А в овраге закипела работа. Лопаты с лязгом ударились о затвердевшую землю, и первые ее комья с жутковато-шипящим свистом полетели в воздух. Оказывается, мертвые были накрыты тонким слоем земли, и вскоре открылись сваленные вповалку тела. Они были сильно обезображены, жутко было глядеть на пустые глазницы и черепа с застывшими в усмешке зубами. Откуда он брался, этот насмешливый оскал, за последней чертой жизни?.. Глаза Изи были широко раскрыты от ужаса — до мальчика уже дошел смысл случившегося. Застывшие от горя люди завыли. Многие узнавали своих близких.
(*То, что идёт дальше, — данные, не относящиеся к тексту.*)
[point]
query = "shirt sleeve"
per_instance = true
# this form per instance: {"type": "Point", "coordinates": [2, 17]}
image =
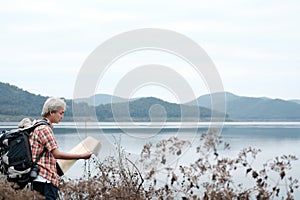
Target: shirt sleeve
{"type": "Point", "coordinates": [46, 137]}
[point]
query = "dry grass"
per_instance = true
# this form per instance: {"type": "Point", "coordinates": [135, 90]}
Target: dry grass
{"type": "Point", "coordinates": [210, 176]}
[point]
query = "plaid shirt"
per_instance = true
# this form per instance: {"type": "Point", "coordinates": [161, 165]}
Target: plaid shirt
{"type": "Point", "coordinates": [43, 137]}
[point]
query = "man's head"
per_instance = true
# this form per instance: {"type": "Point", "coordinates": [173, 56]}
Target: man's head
{"type": "Point", "coordinates": [54, 109]}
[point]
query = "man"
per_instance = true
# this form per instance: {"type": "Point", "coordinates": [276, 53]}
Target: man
{"type": "Point", "coordinates": [43, 138]}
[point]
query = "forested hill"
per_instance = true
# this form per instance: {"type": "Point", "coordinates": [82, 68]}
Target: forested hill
{"type": "Point", "coordinates": [17, 103]}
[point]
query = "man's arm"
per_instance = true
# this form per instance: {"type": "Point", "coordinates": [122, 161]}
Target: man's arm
{"type": "Point", "coordinates": [70, 156]}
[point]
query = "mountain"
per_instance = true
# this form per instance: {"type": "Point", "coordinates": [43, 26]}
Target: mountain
{"type": "Point", "coordinates": [295, 101]}
{"type": "Point", "coordinates": [241, 108]}
{"type": "Point", "coordinates": [17, 104]}
{"type": "Point", "coordinates": [151, 109]}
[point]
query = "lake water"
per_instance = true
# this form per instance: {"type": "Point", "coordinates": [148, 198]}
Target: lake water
{"type": "Point", "coordinates": [273, 138]}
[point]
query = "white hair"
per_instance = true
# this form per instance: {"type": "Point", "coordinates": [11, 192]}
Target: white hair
{"type": "Point", "coordinates": [52, 104]}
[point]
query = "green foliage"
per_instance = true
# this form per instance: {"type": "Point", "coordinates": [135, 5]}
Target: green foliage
{"type": "Point", "coordinates": [16, 104]}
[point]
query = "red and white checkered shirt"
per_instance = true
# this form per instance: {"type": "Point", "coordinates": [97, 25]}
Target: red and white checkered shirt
{"type": "Point", "coordinates": [43, 137]}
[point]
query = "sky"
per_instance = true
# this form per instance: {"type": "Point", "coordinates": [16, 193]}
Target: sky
{"type": "Point", "coordinates": [254, 45]}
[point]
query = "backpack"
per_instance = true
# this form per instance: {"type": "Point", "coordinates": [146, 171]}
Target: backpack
{"type": "Point", "coordinates": [15, 154]}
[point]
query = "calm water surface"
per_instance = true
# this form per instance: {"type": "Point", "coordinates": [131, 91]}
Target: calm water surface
{"type": "Point", "coordinates": [273, 138]}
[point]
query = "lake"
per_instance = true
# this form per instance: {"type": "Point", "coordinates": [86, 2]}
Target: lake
{"type": "Point", "coordinates": [273, 138]}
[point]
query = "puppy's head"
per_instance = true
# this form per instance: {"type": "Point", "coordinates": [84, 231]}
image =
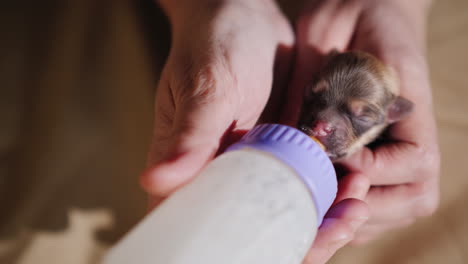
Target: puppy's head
{"type": "Point", "coordinates": [350, 102]}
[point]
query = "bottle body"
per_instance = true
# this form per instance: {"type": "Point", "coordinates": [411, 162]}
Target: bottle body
{"type": "Point", "coordinates": [245, 207]}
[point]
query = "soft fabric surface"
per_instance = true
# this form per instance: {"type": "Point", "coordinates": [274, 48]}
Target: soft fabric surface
{"type": "Point", "coordinates": [77, 82]}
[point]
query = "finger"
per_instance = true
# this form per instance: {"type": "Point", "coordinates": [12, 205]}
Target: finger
{"type": "Point", "coordinates": [337, 229]}
{"type": "Point", "coordinates": [379, 163]}
{"type": "Point", "coordinates": [326, 26]}
{"type": "Point", "coordinates": [196, 134]}
{"type": "Point", "coordinates": [402, 202]}
{"type": "Point", "coordinates": [369, 232]}
{"type": "Point", "coordinates": [352, 185]}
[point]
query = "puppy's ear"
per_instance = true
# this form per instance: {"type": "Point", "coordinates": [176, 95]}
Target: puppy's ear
{"type": "Point", "coordinates": [399, 109]}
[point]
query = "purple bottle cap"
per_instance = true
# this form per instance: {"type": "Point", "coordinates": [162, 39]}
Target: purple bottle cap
{"type": "Point", "coordinates": [302, 154]}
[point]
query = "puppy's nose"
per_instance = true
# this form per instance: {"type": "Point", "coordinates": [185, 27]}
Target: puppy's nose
{"type": "Point", "coordinates": [321, 129]}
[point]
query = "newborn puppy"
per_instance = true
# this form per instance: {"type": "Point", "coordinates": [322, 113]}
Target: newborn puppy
{"type": "Point", "coordinates": [350, 102]}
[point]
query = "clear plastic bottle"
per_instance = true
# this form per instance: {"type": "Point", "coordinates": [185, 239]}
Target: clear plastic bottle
{"type": "Point", "coordinates": [260, 202]}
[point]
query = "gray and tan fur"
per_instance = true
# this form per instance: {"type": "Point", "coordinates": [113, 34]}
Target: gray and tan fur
{"type": "Point", "coordinates": [350, 102]}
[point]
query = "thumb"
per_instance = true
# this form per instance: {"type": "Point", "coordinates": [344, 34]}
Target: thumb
{"type": "Point", "coordinates": [192, 141]}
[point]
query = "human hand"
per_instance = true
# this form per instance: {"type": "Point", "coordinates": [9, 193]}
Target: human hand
{"type": "Point", "coordinates": [399, 179]}
{"type": "Point", "coordinates": [215, 83]}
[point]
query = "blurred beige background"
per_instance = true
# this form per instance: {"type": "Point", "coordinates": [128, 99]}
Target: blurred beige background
{"type": "Point", "coordinates": [77, 80]}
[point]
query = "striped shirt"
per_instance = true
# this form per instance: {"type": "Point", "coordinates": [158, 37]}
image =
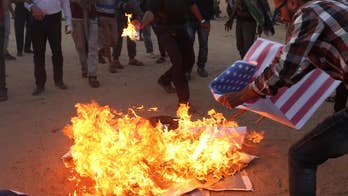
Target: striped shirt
{"type": "Point", "coordinates": [318, 37]}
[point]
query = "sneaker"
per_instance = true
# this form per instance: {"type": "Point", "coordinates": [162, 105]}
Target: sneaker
{"type": "Point", "coordinates": [19, 54]}
{"type": "Point", "coordinates": [84, 74]}
{"type": "Point", "coordinates": [93, 82]}
{"type": "Point", "coordinates": [202, 72]}
{"type": "Point", "coordinates": [38, 90]}
{"type": "Point", "coordinates": [169, 88]}
{"type": "Point", "coordinates": [28, 51]}
{"type": "Point", "coordinates": [188, 76]}
{"type": "Point", "coordinates": [162, 59]}
{"type": "Point", "coordinates": [3, 95]}
{"type": "Point", "coordinates": [151, 55]}
{"type": "Point", "coordinates": [118, 64]}
{"type": "Point", "coordinates": [112, 68]}
{"type": "Point", "coordinates": [135, 62]}
{"type": "Point", "coordinates": [61, 85]}
{"type": "Point", "coordinates": [101, 60]}
{"type": "Point", "coordinates": [9, 57]}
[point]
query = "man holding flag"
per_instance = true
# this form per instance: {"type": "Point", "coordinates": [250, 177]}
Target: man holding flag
{"type": "Point", "coordinates": [317, 38]}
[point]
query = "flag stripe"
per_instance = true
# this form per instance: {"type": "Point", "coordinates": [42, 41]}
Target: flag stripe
{"type": "Point", "coordinates": [281, 91]}
{"type": "Point", "coordinates": [319, 92]}
{"type": "Point", "coordinates": [299, 92]}
{"type": "Point", "coordinates": [261, 60]}
{"type": "Point", "coordinates": [253, 48]}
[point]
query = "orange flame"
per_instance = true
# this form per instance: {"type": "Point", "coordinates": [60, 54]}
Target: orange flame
{"type": "Point", "coordinates": [130, 31]}
{"type": "Point", "coordinates": [255, 137]}
{"type": "Point", "coordinates": [123, 154]}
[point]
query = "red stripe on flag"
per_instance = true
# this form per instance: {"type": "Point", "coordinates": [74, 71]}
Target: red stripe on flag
{"type": "Point", "coordinates": [299, 115]}
{"type": "Point", "coordinates": [299, 92]}
{"type": "Point", "coordinates": [252, 50]}
{"type": "Point", "coordinates": [279, 94]}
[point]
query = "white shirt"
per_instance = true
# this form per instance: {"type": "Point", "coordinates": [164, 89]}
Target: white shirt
{"type": "Point", "coordinates": [52, 7]}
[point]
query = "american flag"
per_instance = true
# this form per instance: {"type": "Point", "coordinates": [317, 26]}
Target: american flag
{"type": "Point", "coordinates": [290, 106]}
{"type": "Point", "coordinates": [233, 79]}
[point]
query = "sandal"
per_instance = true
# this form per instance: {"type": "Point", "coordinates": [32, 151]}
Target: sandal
{"type": "Point", "coordinates": [112, 68]}
{"type": "Point", "coordinates": [118, 64]}
{"type": "Point", "coordinates": [135, 62]}
{"type": "Point", "coordinates": [93, 82]}
{"type": "Point", "coordinates": [161, 60]}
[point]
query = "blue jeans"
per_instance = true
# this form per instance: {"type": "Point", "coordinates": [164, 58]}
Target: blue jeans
{"type": "Point", "coordinates": [147, 39]}
{"type": "Point", "coordinates": [86, 42]}
{"type": "Point", "coordinates": [192, 28]}
{"type": "Point", "coordinates": [327, 140]}
{"type": "Point", "coordinates": [2, 62]}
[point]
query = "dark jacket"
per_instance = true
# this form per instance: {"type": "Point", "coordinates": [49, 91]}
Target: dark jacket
{"type": "Point", "coordinates": [206, 8]}
{"type": "Point", "coordinates": [2, 12]}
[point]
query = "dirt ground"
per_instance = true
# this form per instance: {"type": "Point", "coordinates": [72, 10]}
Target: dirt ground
{"type": "Point", "coordinates": [31, 142]}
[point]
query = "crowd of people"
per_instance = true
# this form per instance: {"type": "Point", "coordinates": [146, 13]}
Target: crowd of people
{"type": "Point", "coordinates": [317, 38]}
{"type": "Point", "coordinates": [96, 28]}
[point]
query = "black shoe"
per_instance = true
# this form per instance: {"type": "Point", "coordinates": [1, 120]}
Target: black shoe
{"type": "Point", "coordinates": [188, 76]}
{"type": "Point", "coordinates": [38, 91]}
{"type": "Point", "coordinates": [61, 85]}
{"type": "Point", "coordinates": [202, 72]}
{"type": "Point", "coordinates": [101, 60]}
{"type": "Point", "coordinates": [84, 74]}
{"type": "Point", "coordinates": [93, 82]}
{"type": "Point", "coordinates": [9, 57]}
{"type": "Point", "coordinates": [3, 95]}
{"type": "Point", "coordinates": [169, 88]}
{"type": "Point", "coordinates": [161, 60]}
{"type": "Point", "coordinates": [28, 51]}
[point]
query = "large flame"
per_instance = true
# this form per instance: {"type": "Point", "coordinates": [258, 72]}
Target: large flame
{"type": "Point", "coordinates": [130, 31]}
{"type": "Point", "coordinates": [124, 154]}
Сложив на груди руки, Гита склонилась над телами и заголосила, раскачиваясь всем телом: «Почему, почему Ты оставил нас, невинных?.. Вот, взгляни, мы все стоим перед Тобой, одинокие, осиротевшие!..»
Стало совсем тихо, будто весна замерла, и потускнела прелесть пробудившейся природы. Горсточка оставшихся в живых евреев оплакивала останки своих родных.
— Дорогие души, — раскачиваясь, нараспев говорила Гита, — придите к Богу и просите милости для оставшихся в живых. Дай нам Бог сил все выдержать, чтобы жить дальше!..
Такой кадиш произнесла еврейская женщина Гита над своими расстрелянными соплеменниками.
На том и закончился этот печальный сход евреев в небольшом украинском городке в марте сорок пятого года. Мертвых перевезли на кладбище, и новый холм появился над братской могилой. Главное было сделано, теперь можно было подумать и о памятнике.
Стояли предпасхальные дни. В былые времена, еще совсем недавно, в это время в городке обычно царила суета, евреи оживленно и радостно готовились к пасхальному вечеру… Бог ты мой! Когда ж это было?!. А сегодня к Гите пришли три женщины, засучили рукава, замесили тесто — вот она и готова, маца, вот и весь праздник!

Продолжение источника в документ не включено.